Quanto all’Università di Scienze Gastronomiche, che ha impiegato tredici anni per ricevere la dignità di stato con il riconoscimento della classe di laurea, Petrini ci vede il seme di Slow Food gettato nel mondo. Il 50% per cento degli studenti arriva dall’estero e in parte all’estero ritorna, portando con sé, tra l’altro, la multisciplinarietà, la dimensione olistica delle scienze gastronomiche perché “vogliamo creare ponti verso altre discipline”. Il seme nel mondo, sì, e il campo di nuove battaglie: “adesso la sfida è fare in modo che le scienze gastronomiche diventino materia di insegnamento. Entro due o tre anni tutti gli istituti alberghieri diventeranno licei gastronomici. Ma chi insegnerà se non ci sarà un’accademia”?
Quello che certamente gli studenti di Pollenzo avranno tatuato a fuoco tra la pancia e il cervello, è lo slogan del 2005, che è in effetti l’ultima svolta del movimento, “buono, pulito, giusto”. Uno slogan così fortunato che da allora si sente ripetere spesso come una preghiera d’espiazione per buongustai con cattolici sensi di colpa, ma che è invece denso di significati etici e di conseguenze tangibili, dai farmer market alle mense scolastiche.
Il resto della storia è cronaca recente e “molte tematiche a noi care – dice Petrini – sono espresse persino nel circo Barnum della televisione, con i cuochi che mandano segnali sugli orti e sulla sostenibilità dei prodotti”. A proposito dei cuochi, nell’intervento introduttivo di una edizione di tanti anni fa di Milano Golosa (manifestazione gastronomica in cui nel ‘94 si sperimentarono i primi laboratori del gusto) Carlo Petrini disse che nel giorno in cui il cibo avrebbe avuto piena dignità, sarebbe andata molto bene anche per i contadini. “È andata meglio per gli chef”. Ma non è finita.

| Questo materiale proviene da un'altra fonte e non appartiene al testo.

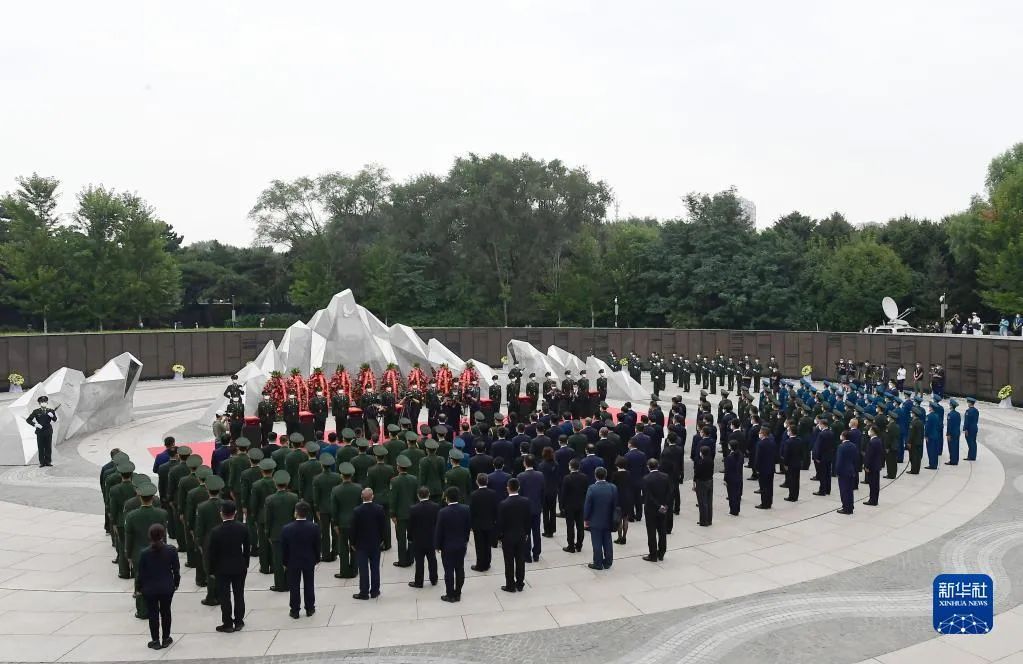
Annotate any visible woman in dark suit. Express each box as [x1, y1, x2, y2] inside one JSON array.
[[137, 523, 180, 649], [611, 456, 633, 545]]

E intanto il confine tra i cortili delle osterie di Langa e le piazze di Fridays for Future si fa sempre più fluido, Slow Food interloquisce con i Ministeri, fa lobby presso il Parlamento Europeo, sigla convenzioni con Onu e Oms e, insomma, è sopravvissuta con slancio ai Festival dell’Unità nei quali, secondo alcuni, avrebbe dovuto curare la perfetta cottura delle costine. Con orgoglio Petrini dice che “se negli anni ’80 la politica ci snobbava, adesso noi siamo politica”. Ma “dobbiamo restare gastronomi”, conclude come un monito.